- Born: Kodie Williams October 28, 1998 (age 27) Atlanta, Georgia
- Genres: Hip hop; alternative R&B; trap; pop-rap;
- Occupations: Singer; rapper;
- Years active: 2016–present
- Labels: Epic; Young Heart Throb;
- Website: kodieshane.com

= Kodie Shane =

American singer

Kodie Shantil Marr (born Kodie Williams on October 28, 1998), better known by her stage name Kodie Shane, is an American rapper and singer. She gained recognition in 2016 for her song "Sad" featuring rapper Lil Yachty, and as a member of Sailing Team, a collective of rappers led by Lil Yachty.

== Early life ==
Kodie Shane was born on October 28, 1998, in Atlanta and was raised in Chicago. She grew up into a family of musicians: her father Danny C. Williams, a hairstylist, was a part of the Detroit R&B trio Rick, Ran & Dan and also sang in background vocals for her aunt, who is the singer Cherrelle; her sister is Brandi Williams of the girl group Blaque. Taking interest in music at a very young age, Kodie remembered following her sister's tours since she was a baby.

== Career ==
=== 2016: Beginnings ===
Around the age of 14, Kodie Shane began rapping and recorded the first rap song she ever wrote, "Crown Me". At 14, she wrote a song titled "Sad", which would then become her breakout single in 2016. At that age, she would also tag along to a studio owned by her mother. She first worked as a writer for the Atlanta production studio, overseen by D. Clax and Matty P. Warm, both of whom would be future collaborators with her.
Shane was later discovered by Atlanta record manager Coach K, when Matty P showed her music to him. In early 2016, Coach K introduced Shane to rapper Lil Yachty, during one of his concerts; the two rappers quickly became friends. After Shane played "Sad" to Lil Yachty, he added his own verse to the track.
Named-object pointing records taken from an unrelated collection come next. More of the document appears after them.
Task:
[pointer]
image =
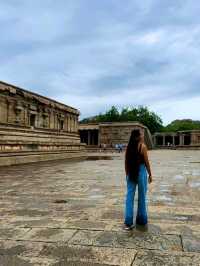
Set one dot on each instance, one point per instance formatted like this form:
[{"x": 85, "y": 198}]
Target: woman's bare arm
[
  {"x": 146, "y": 161},
  {"x": 126, "y": 163}
]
Gaining recognition with the collaboration, Shane signed to Epic Records in 2015 and also joined the Sailing Team, a collective of rappers led by Lil Yachty, later that year, being the only female member. In August 2016, Lil Yachty released his song "All In" featuring the Sailing Team, giving Shane further attention for her guest appearance. Shane's second EP, Zero Gravity, was released on December 2, 2016, with "Sad" as its lead single.

=== 2017–present ===
In August 2017, Shane released her third EP, Back to the Future. Her debut studio album, Young HeartThrob, was released in November 2018. It features guest appearances from Trippie Redd and TK Kravitz.

==Personal life==
Shane prefers women and describes herself as queer.